The stakes for the main political leaders and parties are high. For the leader of the MSM, it is a test of legitimacy and a key plebiscite of his claim to be Prime Minister after being nominated to the post. The verdict of the polls will settle this issue. For the leader of the Labour Party, it is the hope of catharsis from the trials and tribulations of the past near five years. For the MMM, the outcome of the elections will determine its future. For all the leaders of the main parties and the parties, defeat at the polls will be disastrous.
In the absence of a law on the financing of political parties, occult financing will obviously have a field day. The enormous scale of such financing can only be inferred in the light of press reports that tens of millions of Rupees have in the past been paid to the three main political parties by only one corporate entity.
The unfairness of the disproportionate size of the 21 constituencies has once again been exposed by the official figures of voters per constituency. Thus, the ratio of the number of electors in the largest constituency – 65,115 (Pamplemousses and Triolet) and the smallest – 21,943 (Port Louis Maritime and Port Louis East) is nearly 3:1 Barring Rodrigues, there are 12 constituencies where the number of electors is below the theoretical average of 45,566 electors in the 20 constituencies of mainland Mauritius. Is it not high time to have single-member constituencies with approximately the same number of electors?
What the country needs
Let it be clearly stated. Are we as a nation to yet again have to choose among the same political leaders and politicians who have failed the country? Mauritius is at an important crossroads. More than ever before, we cannot, as a nation, make the wrong choice.

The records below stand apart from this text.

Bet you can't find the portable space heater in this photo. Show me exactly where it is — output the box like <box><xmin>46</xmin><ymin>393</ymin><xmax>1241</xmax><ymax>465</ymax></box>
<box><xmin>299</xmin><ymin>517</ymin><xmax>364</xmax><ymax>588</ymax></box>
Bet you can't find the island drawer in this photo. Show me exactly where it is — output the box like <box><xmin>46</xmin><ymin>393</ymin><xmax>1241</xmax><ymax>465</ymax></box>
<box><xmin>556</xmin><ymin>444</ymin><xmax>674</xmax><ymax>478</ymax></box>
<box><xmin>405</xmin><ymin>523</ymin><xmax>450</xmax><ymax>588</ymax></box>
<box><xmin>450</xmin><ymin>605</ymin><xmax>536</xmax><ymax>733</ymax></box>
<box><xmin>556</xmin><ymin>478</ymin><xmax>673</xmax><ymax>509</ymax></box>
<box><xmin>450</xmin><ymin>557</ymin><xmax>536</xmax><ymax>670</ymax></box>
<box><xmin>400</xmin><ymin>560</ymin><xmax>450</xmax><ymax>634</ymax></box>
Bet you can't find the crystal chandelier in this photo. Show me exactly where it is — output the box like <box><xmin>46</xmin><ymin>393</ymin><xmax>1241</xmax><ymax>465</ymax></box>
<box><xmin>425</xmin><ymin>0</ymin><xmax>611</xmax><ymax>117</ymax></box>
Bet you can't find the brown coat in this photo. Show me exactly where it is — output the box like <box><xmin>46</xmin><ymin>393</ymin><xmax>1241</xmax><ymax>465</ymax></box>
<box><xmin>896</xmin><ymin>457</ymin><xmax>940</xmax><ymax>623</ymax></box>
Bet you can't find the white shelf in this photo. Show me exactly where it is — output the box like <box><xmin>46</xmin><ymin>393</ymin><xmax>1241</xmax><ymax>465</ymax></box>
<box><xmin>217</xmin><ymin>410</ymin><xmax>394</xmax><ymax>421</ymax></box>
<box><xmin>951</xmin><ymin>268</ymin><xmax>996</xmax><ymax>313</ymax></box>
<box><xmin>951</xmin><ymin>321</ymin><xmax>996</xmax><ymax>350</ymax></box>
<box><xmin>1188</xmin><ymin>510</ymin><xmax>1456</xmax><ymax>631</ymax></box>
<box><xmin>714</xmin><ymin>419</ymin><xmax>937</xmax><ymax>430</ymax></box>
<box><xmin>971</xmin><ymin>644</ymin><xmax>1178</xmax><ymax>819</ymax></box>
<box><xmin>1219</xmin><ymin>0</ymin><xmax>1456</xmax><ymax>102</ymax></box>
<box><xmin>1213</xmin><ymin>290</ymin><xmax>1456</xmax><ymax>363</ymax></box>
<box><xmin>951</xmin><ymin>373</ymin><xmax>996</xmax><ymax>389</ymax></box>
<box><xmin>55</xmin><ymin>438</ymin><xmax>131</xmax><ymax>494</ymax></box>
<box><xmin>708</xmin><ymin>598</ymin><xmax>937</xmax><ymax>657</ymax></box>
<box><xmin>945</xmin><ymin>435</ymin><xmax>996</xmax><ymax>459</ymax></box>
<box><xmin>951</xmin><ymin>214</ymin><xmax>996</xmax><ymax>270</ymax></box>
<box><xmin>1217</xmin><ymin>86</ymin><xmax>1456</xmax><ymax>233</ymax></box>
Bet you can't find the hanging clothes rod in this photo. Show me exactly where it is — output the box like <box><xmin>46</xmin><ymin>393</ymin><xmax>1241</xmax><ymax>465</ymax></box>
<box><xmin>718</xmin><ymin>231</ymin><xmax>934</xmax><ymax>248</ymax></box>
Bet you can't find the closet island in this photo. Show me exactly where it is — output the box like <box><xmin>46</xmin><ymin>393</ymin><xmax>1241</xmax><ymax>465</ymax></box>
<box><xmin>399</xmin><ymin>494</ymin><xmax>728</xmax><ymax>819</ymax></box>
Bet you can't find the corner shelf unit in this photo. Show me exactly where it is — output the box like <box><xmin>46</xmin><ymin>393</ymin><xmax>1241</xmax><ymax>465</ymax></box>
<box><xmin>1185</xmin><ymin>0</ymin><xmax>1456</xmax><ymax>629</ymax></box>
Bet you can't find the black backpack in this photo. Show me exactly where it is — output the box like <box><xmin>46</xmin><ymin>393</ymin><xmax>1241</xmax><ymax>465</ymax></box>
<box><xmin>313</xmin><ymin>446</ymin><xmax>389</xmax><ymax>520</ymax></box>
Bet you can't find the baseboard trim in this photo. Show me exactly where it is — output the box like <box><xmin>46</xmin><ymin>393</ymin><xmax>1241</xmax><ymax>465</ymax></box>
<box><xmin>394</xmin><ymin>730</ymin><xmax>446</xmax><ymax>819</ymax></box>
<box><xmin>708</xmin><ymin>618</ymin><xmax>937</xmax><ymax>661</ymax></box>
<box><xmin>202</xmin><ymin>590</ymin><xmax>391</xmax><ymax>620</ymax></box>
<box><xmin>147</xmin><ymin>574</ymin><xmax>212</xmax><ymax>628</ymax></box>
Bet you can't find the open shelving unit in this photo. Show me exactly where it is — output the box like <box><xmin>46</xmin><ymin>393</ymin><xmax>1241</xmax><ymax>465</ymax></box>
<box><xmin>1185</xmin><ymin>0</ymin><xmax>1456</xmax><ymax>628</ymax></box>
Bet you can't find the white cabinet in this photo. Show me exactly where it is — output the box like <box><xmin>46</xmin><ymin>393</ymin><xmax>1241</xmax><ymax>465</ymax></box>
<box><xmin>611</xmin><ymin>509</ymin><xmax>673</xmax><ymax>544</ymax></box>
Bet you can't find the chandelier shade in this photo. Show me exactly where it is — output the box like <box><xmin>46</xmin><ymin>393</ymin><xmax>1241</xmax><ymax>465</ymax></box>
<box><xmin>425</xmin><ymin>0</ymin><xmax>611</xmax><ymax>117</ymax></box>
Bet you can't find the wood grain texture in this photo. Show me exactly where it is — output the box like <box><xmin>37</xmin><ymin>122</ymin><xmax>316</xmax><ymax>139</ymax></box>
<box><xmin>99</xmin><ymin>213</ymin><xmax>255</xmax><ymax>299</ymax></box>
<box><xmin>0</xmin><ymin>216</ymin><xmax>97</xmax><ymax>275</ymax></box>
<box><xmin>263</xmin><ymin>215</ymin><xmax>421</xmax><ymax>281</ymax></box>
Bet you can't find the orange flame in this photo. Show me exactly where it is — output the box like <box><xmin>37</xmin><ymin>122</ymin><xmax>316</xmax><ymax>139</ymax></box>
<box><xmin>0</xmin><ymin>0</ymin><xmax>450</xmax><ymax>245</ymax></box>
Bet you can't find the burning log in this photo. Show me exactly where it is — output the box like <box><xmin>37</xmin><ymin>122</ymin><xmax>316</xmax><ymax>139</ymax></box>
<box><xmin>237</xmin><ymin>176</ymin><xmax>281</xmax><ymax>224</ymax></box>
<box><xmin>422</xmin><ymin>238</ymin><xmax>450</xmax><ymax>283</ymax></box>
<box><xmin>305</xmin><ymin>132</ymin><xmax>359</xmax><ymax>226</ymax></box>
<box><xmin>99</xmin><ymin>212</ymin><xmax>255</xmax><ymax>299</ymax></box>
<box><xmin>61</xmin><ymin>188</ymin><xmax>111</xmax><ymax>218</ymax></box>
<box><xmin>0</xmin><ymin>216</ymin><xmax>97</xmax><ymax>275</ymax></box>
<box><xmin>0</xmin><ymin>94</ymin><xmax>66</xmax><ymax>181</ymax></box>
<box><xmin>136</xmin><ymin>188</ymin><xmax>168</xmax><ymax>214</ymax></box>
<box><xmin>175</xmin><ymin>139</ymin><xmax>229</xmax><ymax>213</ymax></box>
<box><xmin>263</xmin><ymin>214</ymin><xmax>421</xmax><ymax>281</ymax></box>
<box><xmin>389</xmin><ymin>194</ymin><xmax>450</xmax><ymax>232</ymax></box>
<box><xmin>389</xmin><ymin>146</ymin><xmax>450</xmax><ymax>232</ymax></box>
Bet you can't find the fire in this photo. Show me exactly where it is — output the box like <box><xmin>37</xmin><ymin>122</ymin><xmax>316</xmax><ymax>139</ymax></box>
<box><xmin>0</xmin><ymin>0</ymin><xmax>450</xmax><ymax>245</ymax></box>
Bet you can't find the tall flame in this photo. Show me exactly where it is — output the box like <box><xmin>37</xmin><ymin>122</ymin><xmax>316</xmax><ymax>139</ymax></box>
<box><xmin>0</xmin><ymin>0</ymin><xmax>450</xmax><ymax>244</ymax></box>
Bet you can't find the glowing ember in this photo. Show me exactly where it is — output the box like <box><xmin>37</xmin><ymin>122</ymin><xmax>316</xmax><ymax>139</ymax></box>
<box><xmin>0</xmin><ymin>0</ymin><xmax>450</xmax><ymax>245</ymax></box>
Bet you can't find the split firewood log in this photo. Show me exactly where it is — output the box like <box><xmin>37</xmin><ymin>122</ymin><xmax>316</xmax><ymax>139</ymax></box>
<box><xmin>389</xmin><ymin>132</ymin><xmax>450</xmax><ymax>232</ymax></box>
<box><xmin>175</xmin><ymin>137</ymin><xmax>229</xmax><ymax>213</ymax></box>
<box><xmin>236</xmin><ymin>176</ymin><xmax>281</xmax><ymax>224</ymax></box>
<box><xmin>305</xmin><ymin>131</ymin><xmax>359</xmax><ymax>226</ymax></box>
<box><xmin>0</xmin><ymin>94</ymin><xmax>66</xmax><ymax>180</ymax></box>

First and foremost, it is high time to cut loose from a political system subordinated to omnipotent political leaders and a mode of poor governance which has undermined the prospects of the country over decades.
It is equally time to assess political leaders and party candidates on the basis of their qualifications, credentials and track record in their field of activity before joining politics but also on their ideals, standard of ethics and commitment of service to the people.
Transparency, accountability, robust checks and balances and the unstinted safeguard of public interest must be the bedrock of good governance.
Politics cannot a haven for the dilettante and fat cat jobs for the coterie. The major democracies of the world have already established high benchmarks in terms of the quality, qualifications, intellect and credentials of politicians as well as the norms of political ethics and standards of propriety they have to abide by. We need to follow suit if we are to avoid slumping into a banana republic.
Day of reckoning
Mainstream Mauritius in its wide diversity is raring to support and assist a new breed of talented Mauritians having the qualifications, credentials, managerial acumen and innovative proposals to reboot and steer the country out of the doldrums of underperformance to realize our loftiest ambitions as a nation.
The good news is that there are green shoots of such Mauritians who are gearing to take up the challenge of proposing alternative choices to the people at the forthcoming general elections. They need to get their act together and make well thought out proposals and anchor their actions and policy framework on principles, values, and ideals which rally the multitude. The political history of the country is replete with so many instances when the electorate voted single-mindedly to drive and determine the outcome of general elections.
It is therefore time to change the crippling status quo. 7 November 2019 can be the day of reckoning. It is also time to take back the destiny and future of the country in our hands. Are we ready as a nation to be the catalyst and soldiers of such a salubrious change? Are we as a nation, given a game-changing choice, ready to trigger a political Big Bang for the benefit of people and country? The onus and choice is squarely ours.